We have another connection with the hurricane. Oh, 25 years ago, my mother-in-law and my late father-in-law gave us a Florida lot. The value has fluctuated wildly, but it has never seemed worth our while to sell it, since it has potential because it's not, well, it wasn't, underwater .... (You see where this is going.) Our lot is in Port Charlotte, where the hurricane came ashore, its winds somewhere around 150 mph. You can't knock a lot down. We think the lot might have had a tree or two.
Last week.
In the last year or so, we have been getting cards, letters and phone calls offering to buy the lot. Apparently, the area has finally started to develop, and it seemed my inlaws investment might at last pay off. But not for a while longer, not now. Common sense tells you that the destruction Port Charlotte and Charlotte County have suffered will probably whack the value of our little investment property.
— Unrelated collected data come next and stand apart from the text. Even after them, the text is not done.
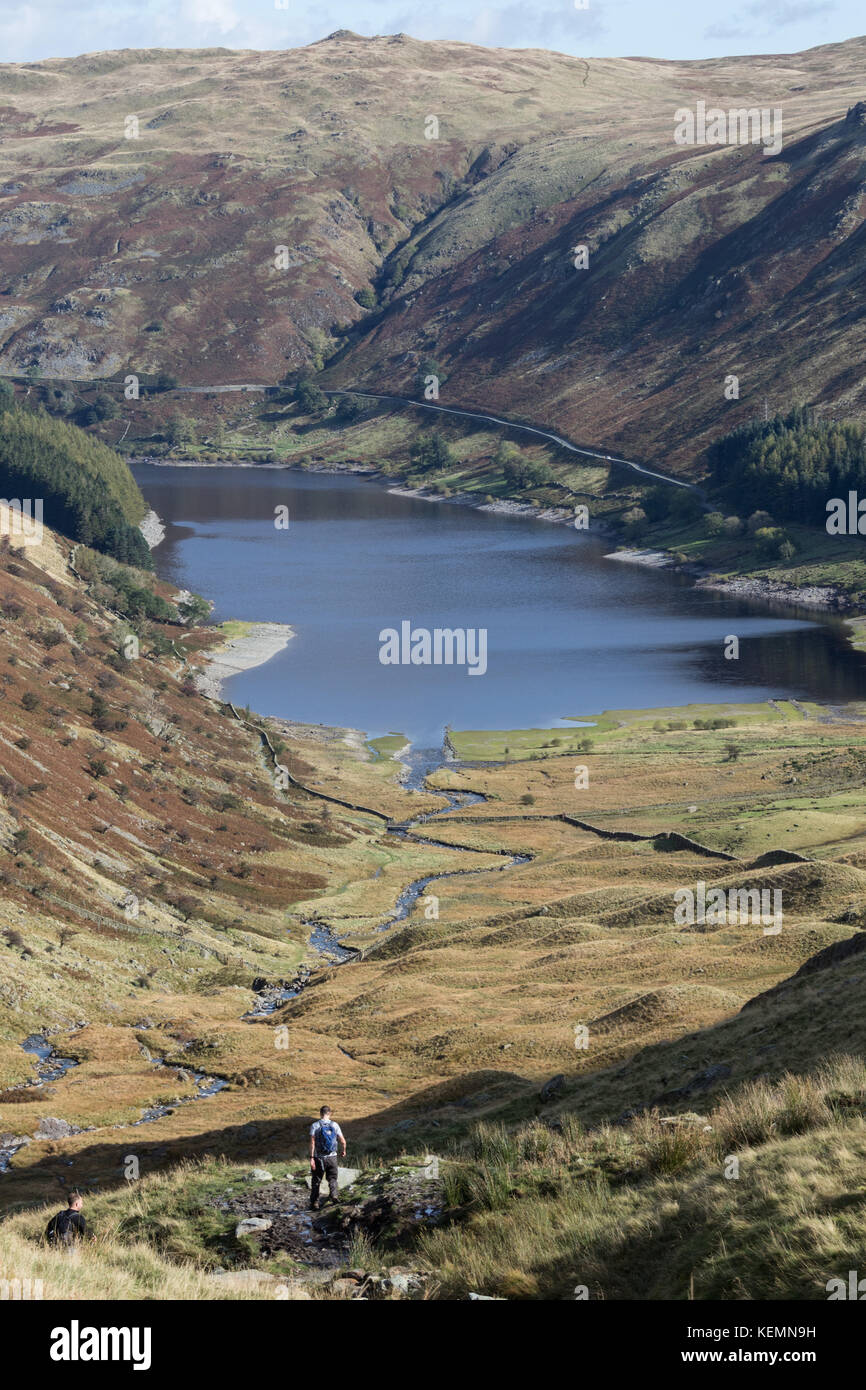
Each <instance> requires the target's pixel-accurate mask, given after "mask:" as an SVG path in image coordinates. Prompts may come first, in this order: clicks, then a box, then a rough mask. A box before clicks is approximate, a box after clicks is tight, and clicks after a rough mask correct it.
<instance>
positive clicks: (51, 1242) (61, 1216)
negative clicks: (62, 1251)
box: [44, 1207, 78, 1245]
mask: <svg viewBox="0 0 866 1390" xmlns="http://www.w3.org/2000/svg"><path fill="white" fill-rule="evenodd" d="M74 1216H75V1212H71V1211H70V1208H68V1207H65V1208H64V1209H63V1211H61V1212H57V1215H56V1216H51V1219H50V1222H49V1225H47V1226H46V1229H44V1238H46V1240H47V1241H49V1243H50V1244H53V1245H60V1244H65V1243H67V1241H68V1240H70V1238H71V1237H72V1236H75V1234H76V1226H78V1222H74V1220H72V1218H74Z"/></svg>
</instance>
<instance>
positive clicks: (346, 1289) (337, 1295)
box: [328, 1279, 360, 1298]
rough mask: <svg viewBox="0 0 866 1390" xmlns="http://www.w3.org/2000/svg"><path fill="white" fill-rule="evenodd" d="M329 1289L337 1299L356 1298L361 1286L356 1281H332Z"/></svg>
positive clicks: (350, 1279)
mask: <svg viewBox="0 0 866 1390" xmlns="http://www.w3.org/2000/svg"><path fill="white" fill-rule="evenodd" d="M328 1287H329V1290H331V1293H332V1294H335V1295H336V1298H354V1294H356V1293H357V1291H359V1289H360V1284H357V1283H356V1282H354V1279H332V1280H331V1283H329V1284H328Z"/></svg>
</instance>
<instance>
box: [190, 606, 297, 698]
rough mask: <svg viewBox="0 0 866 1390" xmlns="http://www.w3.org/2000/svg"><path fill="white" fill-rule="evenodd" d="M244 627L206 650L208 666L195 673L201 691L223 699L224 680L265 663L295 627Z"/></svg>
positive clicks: (287, 645) (239, 675)
mask: <svg viewBox="0 0 866 1390" xmlns="http://www.w3.org/2000/svg"><path fill="white" fill-rule="evenodd" d="M245 627H246V628H247V631H245V632H242V634H240V635H239V637H232V638H229V639H228V641H227V642H222V644H221V645H220V646H213V648H211V649H210V651H209V652H203V656H204V660H206V666H204V667H202V670H200V671H197V673H196V677H195V682H196V687H197V689H199V691H200V694H202V695H207V696H210V699H224V695H222V687H224V684H225V681H228V680H231V678H232V676H240V674H242V673H243V671H252V670H253V669H254V667H256V666H264V664H265V663H267V662H270V660H271V657H272V656H277V653H278V652H282V651H284V648H286V646H288V645H289V642H291V641H292V638H293V637H295V628H293V627H291V626H289V624H288V623H246V624H245Z"/></svg>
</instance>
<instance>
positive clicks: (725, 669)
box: [133, 464, 866, 745]
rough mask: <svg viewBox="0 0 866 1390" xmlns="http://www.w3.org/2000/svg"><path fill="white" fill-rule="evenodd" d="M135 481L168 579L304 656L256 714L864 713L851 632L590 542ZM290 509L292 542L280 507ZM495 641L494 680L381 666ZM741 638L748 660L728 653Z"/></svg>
mask: <svg viewBox="0 0 866 1390" xmlns="http://www.w3.org/2000/svg"><path fill="white" fill-rule="evenodd" d="M133 471H135V475H136V478H138V481H139V485H140V488H142V491H143V492H145V496H146V498H147V500H149V503H150V505H152V506H153V507H154V509H156V510H157V512H158V514H160V516H161V517H163V520H164V521H165V524H167V535H165V541H164V542H163V543H161V545H160V546H158V548H157V550H156V564H157V570H158V573H160V574H161V575H163V577H164V578H167V580H171V581H172V582H174V584H177V585H179V587H183V588H190V589H193V591H195V592H199V594H203V595H206V596H207V598H209V599H213V600H214V603H215V609H214V621H222V620H225V619H229V617H236V619H254V620H260V621H278V623H291V624H292V627H293V628H295V631H296V637H295V638H293V639H292V641H291V642H289V645H288V648H286V649H285V651H284V652H281V653H279V655H278V656H275V657H274V659H272V660H271V662H268V663H267V664H265V666H263V667H259V669H256V670H252V671H246V673H243V674H240V676H236V677H234V678H232V680H231V681H228V682H227V685H225V695H227V698H228V699H232V701H235V703H242V705H250V706H252V708H253V709H254V710H257V712H259V713H261V714H282V716H285V717H291V719H297V720H302V721H304V723H318V724H336V726H346V727H354V728H361V730H364V731H366V733H367V734H368V735H370V737H375V735H378V734H382V733H386V731H389V730H395V731H399V733H403V734H406V735H407V737H409V738H411V739H413V741H414V742H420V744H424V745H435V744H438V742H439V741H441V735H442V730H443V727H445V726H446V724H450V726H452V727H453V728H530V727H535V728H541V727H550V726H556V724H560V723H562V721H563V719H564V717H567V716H581V714H594V713H599V712H601V710H603V709H630V708H649V706H669V705H685V703H689V702H712V701H753V699H766V698H773V696H781V698H785V696H795V698H803V699H827V701H844V699H858V698H863V694H865V691H866V680H865V676H866V662H865V659H863V656H860V655H859V653H856V652H852V651H851V649H849V648H848V646H847V644H845V638H844V627H842V624H841V623H840V621H838V620H834V619H827V620H824V619H817V617H816V614H815V613H806V612H802V610H795V609H790V607H783V606H770V605H766V603H756V602H753V600H746V599H730V598H723V596H721V595H719V594H713V592H709V591H706V589H695V588H694V587H692V584H691V582H689V581H688V580H687V578H684V577H681V575H676V574H670V573H669V571H653V570H646V569H642V567H638V566H631V564H623V563H621V562H616V560H607V559H605V555H606V552H609V550H610V549H612V542H610V541H609V539H607V541H605V539H602V538H596V537H594V535H592V532H578V531H574V530H571V528H567V527H559V525H550V524H549V523H544V521H532V520H525V518H517V517H502V516H491V514H488V513H482V512H477V510H474V509H473V507H466V506H456V505H449V503H430V502H421V500H418V499H414V498H400V496H395V495H392V493H389V492H388V491H386V489H385V488H384V486H382V485H381V484H378V482H374V481H371V480H368V478H361V477H350V475H349V477H343V475H329V474H304V473H300V471H295V470H261V471H257V470H253V468H231V467H225V468H222V467H213V468H183V467H181V468H165V467H158V466H154V464H138V466H136V467H135V468H133ZM279 506H288V507H289V517H291V524H289V528H288V531H285V530H279V531H278V530H275V527H274V516H275V507H279ZM403 620H410V621H411V624H413V627H425V628H430V630H432V628H436V627H461V628H487V630H488V669H487V674H485V676H470V674H468V671H467V670H466V669H464V667H453V666H452V667H445V666H439V667H435V666H420V667H413V666H382V664H381V663H379V659H378V653H379V631H381V630H382V628H388V627H393V628H398V630H399V627H400V623H402V621H403ZM728 634H737V635H738V637H740V660H726V659H724V655H723V651H724V638H726V637H727V635H728Z"/></svg>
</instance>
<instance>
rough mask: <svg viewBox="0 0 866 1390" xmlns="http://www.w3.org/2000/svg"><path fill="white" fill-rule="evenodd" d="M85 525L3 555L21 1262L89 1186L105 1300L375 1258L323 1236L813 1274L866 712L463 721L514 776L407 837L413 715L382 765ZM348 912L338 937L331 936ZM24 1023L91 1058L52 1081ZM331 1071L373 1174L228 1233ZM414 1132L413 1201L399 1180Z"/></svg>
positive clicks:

People will be rebuilding for the next few years, and those too traumatized to do that will be putting some fine new lots on the market: All you have to do is remove the debris! BYOB: Bring your own bulldozer.
I really don't mind that an investment we never thought was going to pay off has had that payoff pushed into the indefinite future. I can take this degree of inconvenience. I almost welcome it, filled as I am with sympathy. But actual pain and loss? I'm not that religious anymore, or even that philosophical.